Ahora, no te confundas: el marcador puede sugerir dominio, pero Toronto dejó 11 corredores en base. Eso no es una anécdota, es una alerta. Contra equipos más competitivos, esa ineficiencia se paga caro. Los Rockies, por su parte, mostraron una versión mucho más limitada ofensivamente, dependiendo de un solo destello: el jonrón de Hunter Goodman.
La diferencia clave respecto al juego anterior fue simple: estructura. Toronto lanzó mejor, defendió mejor y, aunque no fue letal al bate, hizo lo suficiente. No es una actuación brillante, pero sí una que devuelve cierto orden. Y en una temporada larga, eso vale más de lo que parece.
JUEGO 3 BLUE JAYS 1 VS ROCKIES 2: Serie que se escapa
Toronto tuvo oportunidades… y las desperdició. Los detalles inclinaron la balanza. Y la serie se fue por márgenes mínimos.

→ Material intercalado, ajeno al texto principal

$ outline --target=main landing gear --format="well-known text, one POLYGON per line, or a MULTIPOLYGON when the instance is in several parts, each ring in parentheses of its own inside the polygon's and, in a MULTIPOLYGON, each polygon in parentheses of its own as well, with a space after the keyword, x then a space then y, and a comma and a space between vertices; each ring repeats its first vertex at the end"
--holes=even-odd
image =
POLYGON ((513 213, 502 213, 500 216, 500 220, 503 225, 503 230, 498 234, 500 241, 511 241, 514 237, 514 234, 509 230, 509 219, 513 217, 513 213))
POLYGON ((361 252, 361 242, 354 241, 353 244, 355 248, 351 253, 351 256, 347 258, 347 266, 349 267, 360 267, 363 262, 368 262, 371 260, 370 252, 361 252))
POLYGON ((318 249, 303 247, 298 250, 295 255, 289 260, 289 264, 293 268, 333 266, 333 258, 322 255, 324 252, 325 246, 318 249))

Cuando parecía que los Toronto Blue Jays podían quedarse con la serie tras empatarla, el tercer juego expuso una de las debilidades más peligrosas en el béisbol: la incapacidad de capitalizar momentos clave. La derrota 2-1 en entradas extra ante los Colorado Rockies no fue una paliza, pero sí una lección dura sobre eficiencia.
Toronto generó tráfico en bases, conectó batazos sólidos y mantuvo el juego cerrado… pero falló cuando más importaba. El dato es contundente: 1-de-8 con corredores en posición de anotar. Ese tipo de cifras no son mala suerte; son ejecución deficiente. Y cuando se suman a los problemas del primer juego, el patrón empieza a ser preocupante.
El momento simbólico llegó en extra innings, cuando Vladimir Guerrero Jr. conectó una línea de 108.3 mph que parecía destinada a empatar el juego… pero terminó directamente en el guante del jardinero. Esa es la crueldad del béisbol, sí, pero también es el reflejo de una ofensiva que no logra inclinar la balanza cuando tiene la oportunidad.
Lo interesante y aquí es donde tienes que mirar más profundo es que Toronto no fue completamente superado en la serie. De hecho, hizo muchas cosas bien: generó contacto fuerte, tuvo momentos de dominio en el pitcheo y mantuvo los juegos cerrados. Pero eso no gana series. Lo que gana series es consistencia en los momentos clave, y ahí fallaron.
Esta serie deja una lectura incómoda pero valiosa: los Blue Jays tienen talento suficiente para dominar… pero todavía no tienen la consistencia para imponerlo. Cuando todo fluye, son peligrosos; cuando el juego se ensucia, se desordenan. Si este equipo quiere ser contendiente real, no basta con brillar por momentos tiene que aprender a cerrar, a ejecutar bajo presión y, sobre todo, a no depender de condiciones perfectas para ganar.